Shawn Donaher. (Appellants’ App. 4, 222 (Oct. 1, 2020 Dep. of Kerri Petri at 31)). Marsh’s primary contacts at GlassHouse were Jeffrey Wakely, its chief financial officer, and Mark Chiplock, its vice president of finance. (Appellants’ App. 4, 368-69 (Sept. 23, 2020 Dep. of Jeffrey Wakely at 49-50)). Although the record is unclear, it appears that a D&O policy was first issued by an affiliate of AIG, an insurer, in 2012. The D&O coverage limit was $15 million. The D&O policy became due for renewal the following year. On April 24, 2013, GlassHouse and Marsh executed an engagement letter in connection with that renewal. (Appellants’ App. 1, 23). Among other things, the engagement letter provided that Marsh would assist GlassHouse in assessing its risks, recommend insurance specifications, and solicit,

recommend, and place insurance coverage. (Id. at 24). The engagement letter provided in paragraph 5 as follows: You shall be solely responsible for the accuracy and completeness of all information that you furnish to Marsh and/or insurers, and you shall sign any required application for insurance. Marsh shall not be responsible to verify the accuracy or completeness of any information that you provide, and Marsh shall be entitled to rely on that information. Marsh shall have no liability for any errors, deficiencies or omissions in any Services provided to you, including the placement of insurance on your behalf, that are based on inaccurate or incomplete information provided to Marsh. You understand that the failure to provide all necessary information to an insurer, whether intentional or by error, could result in the impairment or voiding of coverage. You will review all policy documents provided to you by Marsh. (Id. at 25). The letter further provided in paragraph 7: In no event shall either party to this Agreement be liable for any indirect, special, incidental, consequential or punitive damages or for any lost profits arising out of or relating to any services provided by Marsh or its affiliates. (Id.). 3. The D&O Policy With Marsh’s assistance, the policy was renewed in 2013 from June 1, 2013, through June 1, 2014. (Appellants’ App. 1, 53-58 (Nat’l Union Fire Ins. Co.

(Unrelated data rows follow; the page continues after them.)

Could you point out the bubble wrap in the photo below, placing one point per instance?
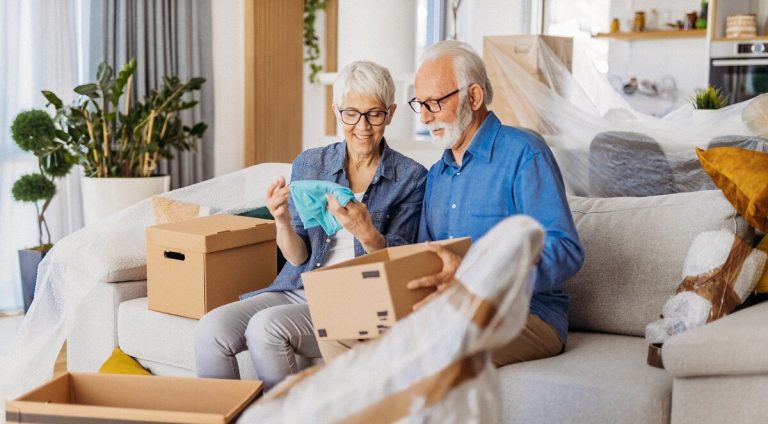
(686, 310)
(112, 250)
(393, 378)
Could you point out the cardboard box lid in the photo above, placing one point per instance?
(362, 297)
(212, 233)
(134, 398)
(393, 253)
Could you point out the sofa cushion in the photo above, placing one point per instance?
(600, 378)
(635, 248)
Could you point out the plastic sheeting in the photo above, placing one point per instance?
(109, 251)
(434, 365)
(603, 147)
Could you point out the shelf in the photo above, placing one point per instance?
(757, 38)
(650, 35)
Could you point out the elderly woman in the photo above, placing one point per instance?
(274, 324)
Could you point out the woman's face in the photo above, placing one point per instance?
(362, 137)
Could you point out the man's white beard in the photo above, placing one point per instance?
(453, 131)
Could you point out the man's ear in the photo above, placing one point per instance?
(391, 113)
(476, 96)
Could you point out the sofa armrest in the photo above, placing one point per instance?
(734, 345)
(94, 335)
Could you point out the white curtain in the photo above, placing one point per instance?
(39, 42)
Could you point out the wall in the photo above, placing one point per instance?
(228, 75)
(478, 18)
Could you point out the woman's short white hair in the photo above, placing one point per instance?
(467, 65)
(365, 79)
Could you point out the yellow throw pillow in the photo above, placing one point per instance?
(742, 175)
(762, 283)
(120, 363)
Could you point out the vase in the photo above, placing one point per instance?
(104, 196)
(29, 259)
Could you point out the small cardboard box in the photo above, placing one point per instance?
(363, 297)
(197, 265)
(95, 398)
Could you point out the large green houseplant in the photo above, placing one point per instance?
(113, 136)
(119, 140)
(34, 131)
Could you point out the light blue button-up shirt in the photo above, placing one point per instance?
(507, 171)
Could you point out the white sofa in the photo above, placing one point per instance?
(635, 248)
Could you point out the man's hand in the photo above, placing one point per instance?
(277, 201)
(355, 218)
(443, 279)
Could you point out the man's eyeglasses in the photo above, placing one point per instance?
(352, 116)
(433, 106)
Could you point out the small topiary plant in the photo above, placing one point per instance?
(709, 98)
(34, 131)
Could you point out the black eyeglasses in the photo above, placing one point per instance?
(433, 106)
(352, 116)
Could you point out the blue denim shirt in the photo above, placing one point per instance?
(393, 200)
(508, 171)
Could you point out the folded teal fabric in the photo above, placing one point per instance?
(311, 204)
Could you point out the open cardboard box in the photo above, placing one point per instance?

Pittsburgh Policy for GlassHouse)). The coverage limit was again $15 million. (Id. at 56). The policy covered, among other things, losses incurred by directors and officers arising out of “wrongful acts” committed in the course of their employment, including any “breach of duty, neglect, error, misstatement, misleading statement, omission, or act” by the employee. (Id. at 72-73). As a claims-made policy, GlassHouse would only receive coverage for claims reported within the policy period. (Id. at 53, 68).